Tragedy in Lahore

Published March 4, 2009

EVEN our most esteemed guests are no longer safe in this country. Assured of security reserved for VVIPs, Sri Lanka chose to play in Pakistan when the cricketing world at large saw us as a pariah state. We had stood by Sri Lanka in the past and they repaid us in the same coin. They chose to play in a country whose very mention invokes images of the most gruesome violence imaginable in the minds of most foreigners. Many in the Sri Lankan team are probably regretting that decision after the deadly attack in Lahore yesterday that left a number of policemen dead and injured at least four Sri Lankan cricketers. Two of them suffered bullet wounds but thankfully they are said to be out of danger.
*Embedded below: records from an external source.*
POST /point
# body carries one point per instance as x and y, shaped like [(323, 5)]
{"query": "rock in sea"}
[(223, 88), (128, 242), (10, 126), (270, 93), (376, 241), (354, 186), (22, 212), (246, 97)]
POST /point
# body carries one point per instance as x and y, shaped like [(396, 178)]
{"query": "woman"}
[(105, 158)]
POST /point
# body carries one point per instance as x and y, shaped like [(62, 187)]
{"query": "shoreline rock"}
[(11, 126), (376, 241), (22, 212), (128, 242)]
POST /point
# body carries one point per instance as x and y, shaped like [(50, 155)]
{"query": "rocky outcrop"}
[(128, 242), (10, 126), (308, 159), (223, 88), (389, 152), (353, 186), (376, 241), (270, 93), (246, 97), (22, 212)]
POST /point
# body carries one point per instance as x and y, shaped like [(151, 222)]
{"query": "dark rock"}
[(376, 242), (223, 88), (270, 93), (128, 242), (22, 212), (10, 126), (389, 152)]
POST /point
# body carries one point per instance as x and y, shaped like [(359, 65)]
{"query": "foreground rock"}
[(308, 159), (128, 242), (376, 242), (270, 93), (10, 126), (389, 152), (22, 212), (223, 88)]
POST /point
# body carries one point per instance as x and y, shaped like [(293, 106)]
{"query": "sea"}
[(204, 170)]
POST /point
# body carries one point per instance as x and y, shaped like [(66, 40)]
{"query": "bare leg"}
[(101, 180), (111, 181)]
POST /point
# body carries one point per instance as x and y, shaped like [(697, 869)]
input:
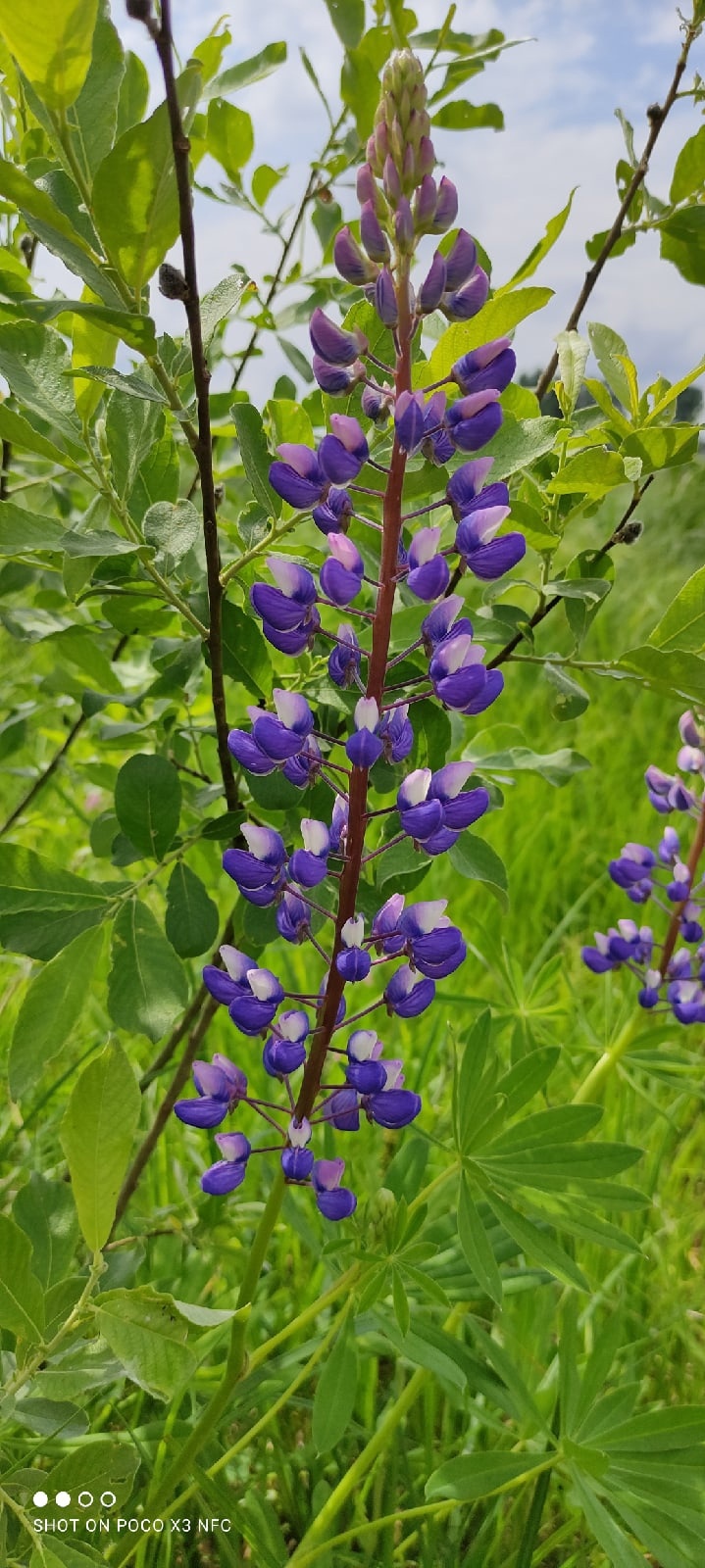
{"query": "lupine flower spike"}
[(668, 877), (373, 972)]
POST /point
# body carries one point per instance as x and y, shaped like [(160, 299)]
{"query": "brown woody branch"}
[(201, 378), (657, 118)]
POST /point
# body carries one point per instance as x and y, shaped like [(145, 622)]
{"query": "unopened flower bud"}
[(172, 282)]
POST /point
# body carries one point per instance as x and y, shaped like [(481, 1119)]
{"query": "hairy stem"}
[(657, 117)]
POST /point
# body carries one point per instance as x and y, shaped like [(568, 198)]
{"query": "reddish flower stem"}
[(376, 686)]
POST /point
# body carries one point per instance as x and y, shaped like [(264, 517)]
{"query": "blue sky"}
[(558, 93)]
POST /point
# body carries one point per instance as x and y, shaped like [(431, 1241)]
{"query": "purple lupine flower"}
[(289, 604), (334, 1201), (405, 995), (231, 1170), (292, 917), (341, 576), (334, 512), (220, 1087), (344, 452), (396, 734), (350, 261), (475, 419), (333, 344), (344, 661), (428, 572), (365, 747), (284, 1048), (410, 420), (490, 366), (299, 478), (433, 286), (354, 961), (308, 867)]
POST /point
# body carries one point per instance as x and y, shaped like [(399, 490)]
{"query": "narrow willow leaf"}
[(46, 1211), (148, 1335), (21, 1294), (96, 1134), (192, 917), (148, 804), (146, 984), (477, 1246), (52, 44), (334, 1395), (255, 455), (51, 1010), (133, 193)]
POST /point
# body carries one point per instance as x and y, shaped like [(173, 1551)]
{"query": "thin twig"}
[(149, 1144), (201, 378), (286, 248), (57, 758), (657, 117), (545, 609)]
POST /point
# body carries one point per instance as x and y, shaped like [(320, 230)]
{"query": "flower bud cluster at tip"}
[(674, 980), (396, 963)]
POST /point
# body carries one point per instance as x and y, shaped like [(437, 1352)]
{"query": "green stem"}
[(236, 1355), (595, 1079)]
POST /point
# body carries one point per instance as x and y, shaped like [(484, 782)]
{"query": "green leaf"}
[(46, 1211), (472, 857), (96, 1134), (556, 767), (618, 1546), (146, 984), (21, 1294), (334, 1393), (245, 653), (689, 169), (475, 1476), (133, 195), (148, 1335), (668, 670), (137, 331), (94, 114), (253, 70), (51, 1010), (173, 527), (477, 1246), (35, 363), (610, 350), (220, 302), (229, 137), (44, 906), (347, 18), (520, 443), (663, 447), (537, 1246), (255, 455), (52, 44), (192, 917), (148, 804), (683, 243), (500, 316), (555, 227), (468, 117), (24, 532), (592, 474), (572, 358), (683, 623)]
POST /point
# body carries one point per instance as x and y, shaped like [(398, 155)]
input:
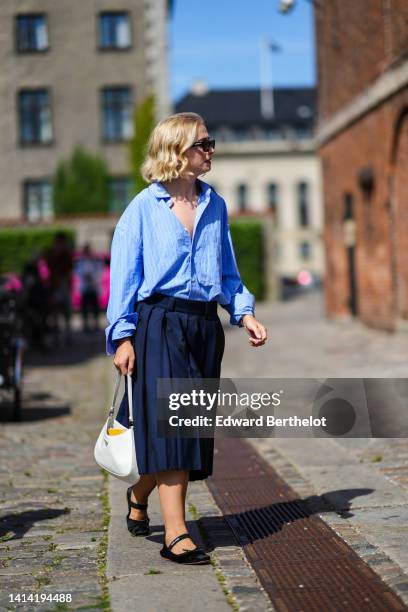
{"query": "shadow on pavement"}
[(251, 525), (80, 347), (35, 407), (20, 523)]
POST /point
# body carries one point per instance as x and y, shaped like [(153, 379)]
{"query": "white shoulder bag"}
[(115, 447)]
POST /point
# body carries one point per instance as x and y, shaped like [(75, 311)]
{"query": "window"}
[(117, 113), (242, 195), (303, 204), (305, 250), (37, 200), (114, 31), (31, 33), (273, 194), (121, 192), (35, 125)]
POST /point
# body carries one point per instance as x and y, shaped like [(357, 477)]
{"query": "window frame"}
[(107, 49), (25, 183), (31, 50), (35, 143), (303, 204), (104, 139)]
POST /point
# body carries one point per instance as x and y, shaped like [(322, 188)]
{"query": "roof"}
[(238, 107)]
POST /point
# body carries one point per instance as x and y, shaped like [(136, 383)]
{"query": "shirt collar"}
[(161, 194)]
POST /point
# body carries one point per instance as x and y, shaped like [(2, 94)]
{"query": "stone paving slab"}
[(368, 511), (138, 575), (51, 514)]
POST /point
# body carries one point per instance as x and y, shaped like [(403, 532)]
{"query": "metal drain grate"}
[(302, 563)]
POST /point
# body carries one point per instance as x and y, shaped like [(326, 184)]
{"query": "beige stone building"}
[(70, 74), (268, 164)]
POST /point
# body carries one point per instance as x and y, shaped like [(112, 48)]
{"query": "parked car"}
[(304, 282)]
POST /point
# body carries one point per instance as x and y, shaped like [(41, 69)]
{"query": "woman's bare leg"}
[(140, 494), (172, 485)]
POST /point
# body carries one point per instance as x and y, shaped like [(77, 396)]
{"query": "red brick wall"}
[(356, 42), (381, 260)]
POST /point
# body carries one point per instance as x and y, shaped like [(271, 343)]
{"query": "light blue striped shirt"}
[(152, 252)]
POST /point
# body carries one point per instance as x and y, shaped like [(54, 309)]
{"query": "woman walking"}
[(172, 262)]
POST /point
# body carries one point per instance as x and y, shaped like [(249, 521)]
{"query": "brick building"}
[(71, 74), (362, 53)]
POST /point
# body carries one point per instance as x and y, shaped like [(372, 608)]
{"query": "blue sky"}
[(218, 42)]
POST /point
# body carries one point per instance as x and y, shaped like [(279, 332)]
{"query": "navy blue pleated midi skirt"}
[(171, 343)]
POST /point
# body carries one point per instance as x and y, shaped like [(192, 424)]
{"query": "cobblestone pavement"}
[(365, 479), (52, 526), (52, 520)]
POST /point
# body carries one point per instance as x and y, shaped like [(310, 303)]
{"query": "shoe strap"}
[(183, 536), (138, 506), (134, 504)]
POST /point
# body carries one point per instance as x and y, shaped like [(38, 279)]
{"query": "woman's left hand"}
[(256, 331)]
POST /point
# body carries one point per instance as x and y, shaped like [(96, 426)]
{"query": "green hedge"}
[(248, 239), (18, 245)]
This paper has consistently maintained that foreign cricket teams should visit Pakistan. Tuesday`s tragic events have perhaps confirmed that the sides that refused to tour were possibly guilty only of prescience tinged with paranoia.
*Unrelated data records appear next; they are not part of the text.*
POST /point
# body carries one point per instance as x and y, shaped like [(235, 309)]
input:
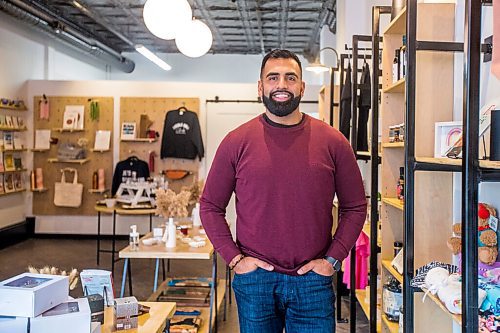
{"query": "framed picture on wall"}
[(129, 131)]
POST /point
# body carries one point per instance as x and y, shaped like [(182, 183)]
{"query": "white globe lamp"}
[(164, 18), (195, 39)]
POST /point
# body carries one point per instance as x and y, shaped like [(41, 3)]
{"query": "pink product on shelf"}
[(101, 179), (39, 178)]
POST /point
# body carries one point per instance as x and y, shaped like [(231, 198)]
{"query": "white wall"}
[(117, 89)]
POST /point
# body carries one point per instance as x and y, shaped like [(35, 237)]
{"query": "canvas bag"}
[(68, 194)]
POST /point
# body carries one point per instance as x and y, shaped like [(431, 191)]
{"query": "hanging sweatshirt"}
[(181, 136), (285, 180)]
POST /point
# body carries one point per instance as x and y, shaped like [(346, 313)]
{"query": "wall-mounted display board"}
[(131, 109), (47, 159)]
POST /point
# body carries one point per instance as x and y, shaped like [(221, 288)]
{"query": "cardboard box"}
[(71, 316), (29, 295), (126, 313)]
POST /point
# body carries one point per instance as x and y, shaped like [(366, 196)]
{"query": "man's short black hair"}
[(280, 54)]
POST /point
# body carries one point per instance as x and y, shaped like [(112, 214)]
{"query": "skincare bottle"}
[(134, 238), (172, 234)]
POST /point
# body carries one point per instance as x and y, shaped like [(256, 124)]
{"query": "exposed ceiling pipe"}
[(53, 25), (102, 21), (259, 23)]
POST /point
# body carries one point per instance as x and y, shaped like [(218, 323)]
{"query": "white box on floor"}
[(71, 316), (29, 295), (14, 324)]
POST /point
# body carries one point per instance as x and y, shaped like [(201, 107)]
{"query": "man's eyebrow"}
[(276, 73)]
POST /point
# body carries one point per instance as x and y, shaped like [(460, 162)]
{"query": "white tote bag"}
[(68, 194)]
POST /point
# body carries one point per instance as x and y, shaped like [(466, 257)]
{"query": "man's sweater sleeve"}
[(352, 202), (219, 187)]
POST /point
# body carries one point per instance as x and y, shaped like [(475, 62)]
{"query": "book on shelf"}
[(102, 140), (42, 139), (18, 162), (8, 140), (8, 162), (9, 183), (18, 139), (18, 180)]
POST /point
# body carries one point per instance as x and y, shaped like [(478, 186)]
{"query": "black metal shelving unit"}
[(472, 172)]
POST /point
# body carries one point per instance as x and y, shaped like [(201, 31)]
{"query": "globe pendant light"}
[(194, 39), (164, 18)]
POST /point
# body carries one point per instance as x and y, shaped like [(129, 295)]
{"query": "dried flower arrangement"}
[(73, 275), (195, 189), (170, 204)]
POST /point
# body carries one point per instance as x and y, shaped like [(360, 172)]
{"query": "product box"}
[(96, 303), (13, 324), (71, 316), (29, 295), (126, 312)]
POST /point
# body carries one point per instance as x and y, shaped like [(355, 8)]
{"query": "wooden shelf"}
[(365, 306), (69, 130), (394, 202), (139, 140), (39, 190), (13, 171), (55, 160), (396, 87), (13, 192), (398, 25), (13, 129), (13, 150), (435, 299), (387, 265), (12, 108), (392, 326), (98, 191), (393, 145)]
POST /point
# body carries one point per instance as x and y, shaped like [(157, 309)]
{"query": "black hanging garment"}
[(130, 169), (346, 104), (181, 136), (364, 105)]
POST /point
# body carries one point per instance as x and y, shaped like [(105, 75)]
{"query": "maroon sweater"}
[(285, 180)]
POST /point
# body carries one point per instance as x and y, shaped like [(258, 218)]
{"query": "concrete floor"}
[(81, 254)]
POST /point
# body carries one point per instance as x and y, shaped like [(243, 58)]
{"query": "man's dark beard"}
[(281, 109)]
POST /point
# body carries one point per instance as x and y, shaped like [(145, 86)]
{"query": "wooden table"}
[(153, 322), (117, 210), (181, 251)]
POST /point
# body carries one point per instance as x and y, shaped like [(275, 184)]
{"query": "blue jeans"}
[(269, 301)]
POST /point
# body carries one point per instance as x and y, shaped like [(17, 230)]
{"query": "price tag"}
[(493, 223)]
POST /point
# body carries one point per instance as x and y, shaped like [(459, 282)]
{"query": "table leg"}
[(130, 278), (113, 250), (124, 277), (157, 268), (98, 236)]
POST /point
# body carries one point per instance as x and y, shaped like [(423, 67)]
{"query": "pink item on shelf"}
[(362, 254), (495, 64), (101, 178), (39, 178), (44, 108)]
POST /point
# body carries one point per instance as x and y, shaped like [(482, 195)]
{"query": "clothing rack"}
[(472, 172), (359, 53)]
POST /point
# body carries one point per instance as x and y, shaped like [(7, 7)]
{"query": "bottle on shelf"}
[(400, 188)]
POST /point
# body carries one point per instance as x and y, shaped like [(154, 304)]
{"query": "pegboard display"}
[(43, 202), (131, 109)]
By no stretch of the imagination can a Pakistani militant or terrorist organisation bear a grudge against Sri Lanka, let alone its cricketers. The context, then, suggests that the attack was carried out by internal or external elements who wish to either destabilise the Pakistan government or to further isolate it internationally. Whose agenda does this attack fit, is the question that needs to be asked, probed and answered. The dozen or so people who attacked the Sri Lankan team bus with hand grenades, at least one RPG and endless rounds of gunfire were no ordinary terrorists. The footage shows all too clearly that this was an attack carried out by individuals who have received highly sophisticated combat training. Their approach was not dissimilar to that adopted by the Mumbai gunmen. Perhaps the same organisation is to blame for both tragedies.
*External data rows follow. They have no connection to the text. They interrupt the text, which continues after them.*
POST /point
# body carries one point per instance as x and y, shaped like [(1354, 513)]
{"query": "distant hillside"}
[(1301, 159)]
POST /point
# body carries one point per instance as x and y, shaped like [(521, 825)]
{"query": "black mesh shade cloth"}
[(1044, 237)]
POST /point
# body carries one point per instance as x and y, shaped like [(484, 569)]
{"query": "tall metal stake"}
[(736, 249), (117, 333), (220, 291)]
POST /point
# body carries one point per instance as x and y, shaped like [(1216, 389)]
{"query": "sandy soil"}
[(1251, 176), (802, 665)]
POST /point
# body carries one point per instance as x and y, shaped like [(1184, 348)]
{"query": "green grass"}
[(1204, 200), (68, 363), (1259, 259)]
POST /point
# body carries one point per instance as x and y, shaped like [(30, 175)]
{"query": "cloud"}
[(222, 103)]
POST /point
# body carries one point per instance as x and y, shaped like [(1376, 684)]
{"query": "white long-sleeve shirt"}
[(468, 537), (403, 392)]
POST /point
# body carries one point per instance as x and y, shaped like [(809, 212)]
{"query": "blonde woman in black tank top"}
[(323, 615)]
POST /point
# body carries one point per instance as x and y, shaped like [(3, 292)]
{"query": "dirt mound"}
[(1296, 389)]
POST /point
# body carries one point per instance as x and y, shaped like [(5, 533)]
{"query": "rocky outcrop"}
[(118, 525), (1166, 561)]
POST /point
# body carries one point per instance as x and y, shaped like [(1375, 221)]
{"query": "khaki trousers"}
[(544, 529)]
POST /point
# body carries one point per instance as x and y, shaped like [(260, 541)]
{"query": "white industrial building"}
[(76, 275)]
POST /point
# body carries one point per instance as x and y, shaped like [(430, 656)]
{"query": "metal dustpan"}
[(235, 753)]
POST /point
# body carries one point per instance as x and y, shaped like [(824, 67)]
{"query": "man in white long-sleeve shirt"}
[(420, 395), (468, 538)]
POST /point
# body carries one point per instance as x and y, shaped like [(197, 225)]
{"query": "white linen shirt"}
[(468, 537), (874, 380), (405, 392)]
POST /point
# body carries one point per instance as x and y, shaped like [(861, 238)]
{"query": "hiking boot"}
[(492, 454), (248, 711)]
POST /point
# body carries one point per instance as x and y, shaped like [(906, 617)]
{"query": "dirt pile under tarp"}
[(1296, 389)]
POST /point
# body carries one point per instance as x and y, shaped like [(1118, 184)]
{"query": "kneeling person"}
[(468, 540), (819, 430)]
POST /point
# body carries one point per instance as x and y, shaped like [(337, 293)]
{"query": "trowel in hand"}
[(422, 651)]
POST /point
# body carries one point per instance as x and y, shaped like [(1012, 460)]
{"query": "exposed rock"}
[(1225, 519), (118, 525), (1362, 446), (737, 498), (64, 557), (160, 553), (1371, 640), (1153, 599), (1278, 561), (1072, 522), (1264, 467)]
With all due respect to the policemen who died in the half-hour gun battle in which they tried valiantly and successfully to save the Sri Lankans, a security lapse did occur, officialdom`s denials notwithstanding. This aspect of the story must be investigated fully. Tuesday`s assault also highlights the folly of negotiating with those bent on destroying our way of life. The peace deal, or capitulation, in Swat has been described by officialdom as a regional solution to a regional problem. This does not wash, it cannot fly. Militancy and terrorism are national problems that are not confined to a specific region. The obscurantists must be tackled head-on if we are to entertain any hope of redemption. If the state resorts to negotiating with militants from a position of weakness, what we will get is disaster, across the board. The politicians need to wake up, bury the hatchet in the national good and rout the real enemy.